David Williams, of Williams & Byrne, said: “Alton Towers contacted us and we were delighted to help. It was a great project to work on, an extraordinary undertaking but incredibly worthwhile and everyone is extremely happy with how it turned out.

“These are some of the finest heraldic stained glass windows in Britain, possibly in Europe, and the level of detail and care slot into place so beautifully – Pugin really pulled out all the stops on this window! What had failed significantly was all the painted detail of the dragon and eagle wings – most of it had faded, it looked like a kind of faded ghost of a window, so we had to reinstate all the painted detail.

“When the window was originally made, all the detail was painted on the inside face of the glass which was then fired in a kiln. To reinstate that detail we painted on the reverse side of the window, making almost a facsimile of what had been on the front. This allowed us to conserve all the original image and bring it back to how it would have looked when it was first installed in 1850.”

Mr Williams said he had previously worked with Bulldog and thought the firm would be the ideal option for manufacturing the metal frames to the specifications he was looking for.

“I knew Bulldog had light engineering capability and the skills we were looking for to make good metal frames to take the windows,” Mr Williams added.

“Originally, all the windows were set into the stonework but the way they were going to be put back was to put them in metal frames so there could be a condensation gap between the exterior glazing and the stained glass.
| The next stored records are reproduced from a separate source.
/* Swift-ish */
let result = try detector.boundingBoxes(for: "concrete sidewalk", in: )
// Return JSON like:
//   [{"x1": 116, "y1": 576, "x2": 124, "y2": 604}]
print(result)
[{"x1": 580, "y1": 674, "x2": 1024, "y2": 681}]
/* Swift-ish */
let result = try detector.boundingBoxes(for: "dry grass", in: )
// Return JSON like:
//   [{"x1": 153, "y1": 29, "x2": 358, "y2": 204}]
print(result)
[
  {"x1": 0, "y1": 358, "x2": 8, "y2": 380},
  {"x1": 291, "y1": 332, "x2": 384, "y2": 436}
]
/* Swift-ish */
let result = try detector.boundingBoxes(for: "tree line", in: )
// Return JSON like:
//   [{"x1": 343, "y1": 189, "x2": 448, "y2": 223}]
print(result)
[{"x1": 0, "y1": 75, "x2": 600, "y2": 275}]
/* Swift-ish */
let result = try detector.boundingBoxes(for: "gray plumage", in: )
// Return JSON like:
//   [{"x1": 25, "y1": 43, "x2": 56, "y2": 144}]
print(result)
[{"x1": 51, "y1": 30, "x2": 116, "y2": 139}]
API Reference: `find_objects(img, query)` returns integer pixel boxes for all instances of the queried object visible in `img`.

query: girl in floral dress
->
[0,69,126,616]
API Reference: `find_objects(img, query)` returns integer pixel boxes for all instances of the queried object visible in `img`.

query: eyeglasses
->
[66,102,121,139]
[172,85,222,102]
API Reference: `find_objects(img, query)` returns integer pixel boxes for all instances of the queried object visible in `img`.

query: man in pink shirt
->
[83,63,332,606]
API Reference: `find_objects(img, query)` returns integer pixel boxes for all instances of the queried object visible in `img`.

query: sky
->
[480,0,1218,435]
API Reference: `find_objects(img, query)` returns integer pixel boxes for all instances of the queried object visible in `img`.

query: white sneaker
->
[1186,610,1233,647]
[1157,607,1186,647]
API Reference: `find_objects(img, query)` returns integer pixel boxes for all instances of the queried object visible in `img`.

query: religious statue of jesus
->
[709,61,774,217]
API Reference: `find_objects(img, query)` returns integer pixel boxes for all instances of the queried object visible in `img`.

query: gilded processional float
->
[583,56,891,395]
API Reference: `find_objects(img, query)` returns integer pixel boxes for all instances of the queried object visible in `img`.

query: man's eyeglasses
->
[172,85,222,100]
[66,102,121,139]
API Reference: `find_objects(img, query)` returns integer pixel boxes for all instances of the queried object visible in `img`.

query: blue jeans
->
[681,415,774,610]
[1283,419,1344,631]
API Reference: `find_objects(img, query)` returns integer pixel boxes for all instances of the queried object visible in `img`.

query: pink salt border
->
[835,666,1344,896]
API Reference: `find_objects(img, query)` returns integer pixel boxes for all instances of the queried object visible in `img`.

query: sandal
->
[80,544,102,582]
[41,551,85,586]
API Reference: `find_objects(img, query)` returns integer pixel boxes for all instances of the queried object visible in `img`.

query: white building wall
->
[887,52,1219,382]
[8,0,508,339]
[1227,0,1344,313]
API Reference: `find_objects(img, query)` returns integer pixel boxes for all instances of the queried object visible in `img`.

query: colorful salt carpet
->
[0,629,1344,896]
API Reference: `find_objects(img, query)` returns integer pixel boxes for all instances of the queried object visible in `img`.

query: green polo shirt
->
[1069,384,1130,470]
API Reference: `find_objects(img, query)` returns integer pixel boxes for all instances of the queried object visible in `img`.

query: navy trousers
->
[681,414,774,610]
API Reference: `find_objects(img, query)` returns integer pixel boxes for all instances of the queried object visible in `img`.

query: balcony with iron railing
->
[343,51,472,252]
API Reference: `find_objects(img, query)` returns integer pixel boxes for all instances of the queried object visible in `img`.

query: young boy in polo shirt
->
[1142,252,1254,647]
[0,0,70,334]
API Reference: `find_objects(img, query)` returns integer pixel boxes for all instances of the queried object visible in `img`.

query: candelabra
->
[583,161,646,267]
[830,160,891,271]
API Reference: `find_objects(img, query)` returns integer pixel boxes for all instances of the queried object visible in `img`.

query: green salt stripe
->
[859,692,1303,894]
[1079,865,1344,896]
“We needed a good, reliable, company which would produce the frames to spec and Bulldog met those requirements, making all the metal frames we needed – about 80 in all. The window is absolutely unique and the scale of the work was unique but it was a real joy to work on over the last three years.”

Ian Jordan, managing director of Bulldog Security Products, said: “This was an amazing project and we enjoyed being part of it. David has done an incredible job with the stained glass and we were happy to help when he asked if we would be available to manufacture the metal frames.

“The gothic mansion and this impressive window at Alton Towers are important historically and it’s great to see this work being undertaken to protect and conserve these attractions for future generations to enjoy.”